Owl was disgruntled with all costume choices.  “Why can’t I be a fish or a movie star or a fantastic aviation device?” moaned Owl, clearly under the influence of my first movie (have you watched it?)  No, Owl is, this year, a very perturbed cupid.  Here we are, with my inexplicable heap of sand:

Owl has no access to electrical equipment at this time, so we had to take a photograph of ourselves in our costumes.  I will post a scanned version, soon.

-The Odalisque

**Here’s the scanned version of our Halloween costumes.  It enlarges :

Halloween, 2012

fashionable owl!

I forgot the owl!

Owl was not into fashion like the other birds.

Regard Owl, irritated, on the shoulder of an odalisque.

fashionable Owl/contorted Odalisque

fashion

The owl suggests that, after my recent rampage through gloom, bleakness, and crepuscular carnage, I write about something fun and frivolous to acquaint you with the more adorable side of an odalisque.   Fun, frivolous– both start with F suggesting I write about FASHION, one of wordpress’ more popular topics.  There are lots of very enjoyable blogs about what to wear/when to wear/ways to wear/what other people are wearing.

You may have noticed that most of the time I am wearing nothing but my head.

O!  My heads!  I’m sure it is my heads that wear my body.  My heads, like monks, waitresses, and attendants to flight, always don the same bodily uniform.  But they themselves are rapturous conglomerations of fallacy, frenzy, fortitude, fantasy and fanfare…words that start with F just like FASHION.

My heads are made of paper, tarnished pewter, fire, lapis lazuli, gold-leaf.  I have been known to bedeck my neck with samurai lanterns and a saint’s garland, a compass,  or no more than a feather!

I like to accessorize my heads with arrows.  Recently, when portraying gloom, I let loose the ornament of my hair.

I do have traditional clothing.  Have you admired my fantastic coat which I sometimes wear around my waist, other times draped around my shoulders?  My coat changes size…sometimes it’s so large it shelters me like a tent!   Or, it’s quite small– I tuck it inside a teapot to hide it from the crow, who is attracted to its shiny threads.  Every odalisque needs a fantastic coat to keep her warm and dazzling in dark times.

I also have an Edo period kimono, a gauze dress, a swim-suit, and a favorite party outfit.

I’ll write more about these topics in weeks to come.

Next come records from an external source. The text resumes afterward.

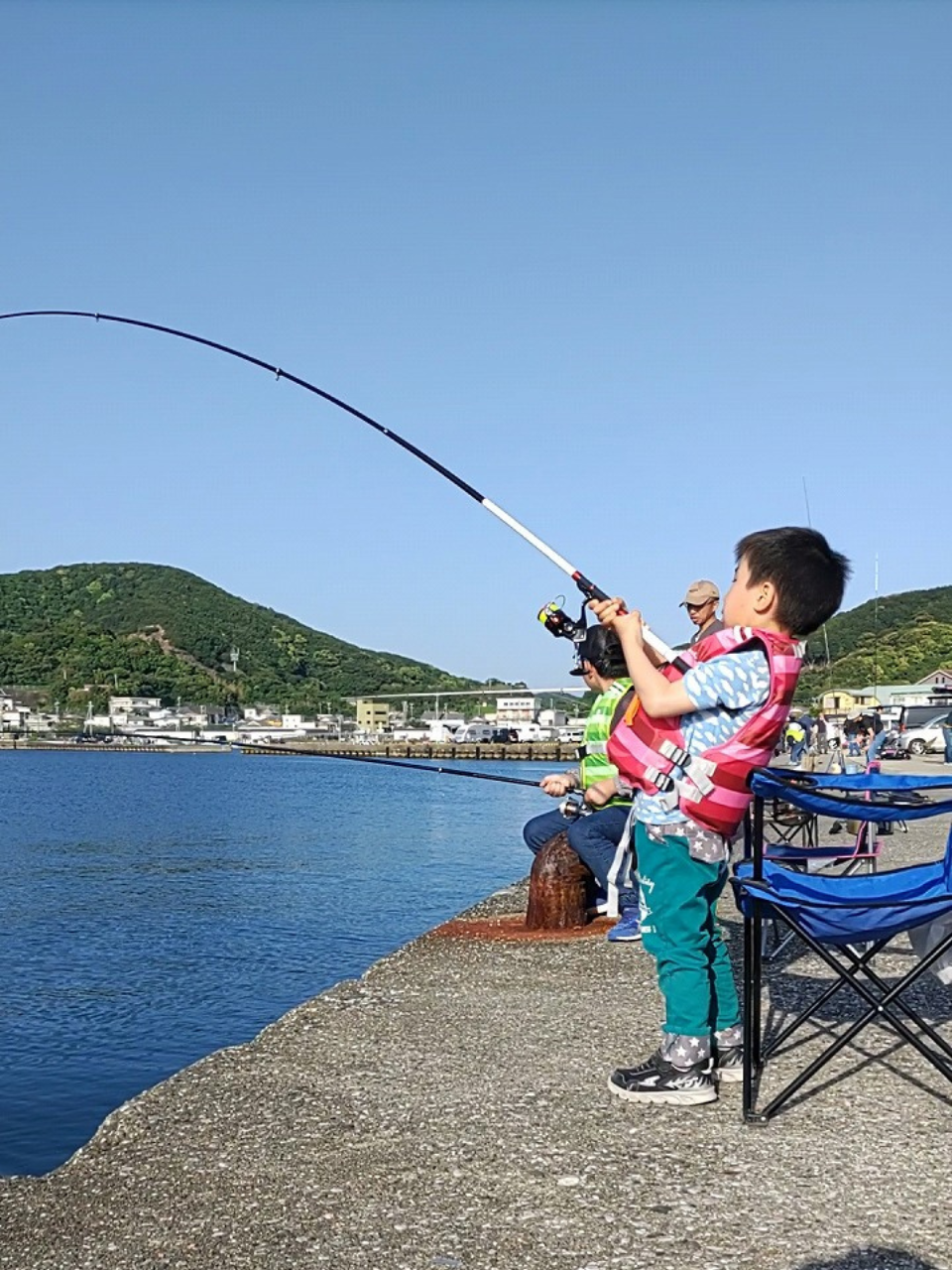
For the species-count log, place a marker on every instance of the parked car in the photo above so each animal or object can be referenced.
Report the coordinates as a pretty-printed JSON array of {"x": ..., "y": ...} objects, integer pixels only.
[
  {"x": 920, "y": 716},
  {"x": 927, "y": 739},
  {"x": 474, "y": 731}
]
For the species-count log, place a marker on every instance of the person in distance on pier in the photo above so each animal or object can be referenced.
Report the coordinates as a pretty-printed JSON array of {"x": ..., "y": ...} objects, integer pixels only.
[{"x": 595, "y": 837}]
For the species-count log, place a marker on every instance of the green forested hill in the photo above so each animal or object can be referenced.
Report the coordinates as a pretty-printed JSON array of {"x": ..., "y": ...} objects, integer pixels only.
[
  {"x": 82, "y": 631},
  {"x": 896, "y": 639},
  {"x": 160, "y": 631}
]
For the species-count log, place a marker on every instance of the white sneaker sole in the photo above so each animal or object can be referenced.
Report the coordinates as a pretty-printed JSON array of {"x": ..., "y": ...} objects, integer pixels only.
[{"x": 670, "y": 1097}]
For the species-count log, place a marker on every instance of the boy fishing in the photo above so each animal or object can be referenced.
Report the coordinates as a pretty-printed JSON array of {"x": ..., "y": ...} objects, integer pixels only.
[{"x": 688, "y": 746}]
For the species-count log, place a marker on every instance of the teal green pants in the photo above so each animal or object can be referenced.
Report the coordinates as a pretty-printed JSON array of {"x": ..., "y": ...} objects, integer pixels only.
[{"x": 679, "y": 929}]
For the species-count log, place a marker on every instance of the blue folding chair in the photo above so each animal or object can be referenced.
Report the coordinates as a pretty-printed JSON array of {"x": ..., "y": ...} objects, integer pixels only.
[{"x": 846, "y": 920}]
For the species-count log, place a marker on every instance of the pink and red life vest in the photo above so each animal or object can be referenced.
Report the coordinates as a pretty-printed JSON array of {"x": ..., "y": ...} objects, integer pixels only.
[{"x": 712, "y": 786}]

Why does the phoenix want me to garb myself in fire?

–The Odalisque

cyberflaneurs, sycophants & odalisques

The owl says that WordPress says that if you want people to read you,  you go read them and then comment with charm, enthusiasm, and sympathy so that they will be flattered enough to click on your profile to see who you are.    Then, you will develop, like Jesus and the Grateful Dead,  followers.

As an odalisque of course I want to be gazed upon.  But the odalisque’s appeal is her sequestration.  She is couched in exquisite seclusion.  She is come-to, arrived-at.  She does not prowl or solicit.  She reclines in recumbent expectancy, like a saint awaiting the ecstasy of her god.

My scrapbook is something you–stumbled upon?

Cyberflaneur, how have you found me?  I am at a distance from the world.  I have nothing to offer but the sensuousness of my presence.  There is no gain in me because I have distanced myself from all that is gainful.  Will you come without motives of your own ascendancy?  Without sycophancy?  Will you come, then come again, delighting, quite simply, in me?

Why do I secret my scrapbook in a social sphere?

I have sequestered myself in this essentially inaccessible obelisk to unearth in my impossible-to-relieve state of  expectancy, what it is I wait for.  What is it I want as I gaze out windows that are not doors that men can open and close and journey towards?

The owl’s lids slowly shutter owl’s eyes.

When I wake up hours later, I see two yellow lanterns shine from a boat far out at sea.

Owl is still on the window-sill.  Eyes open.  Watching me.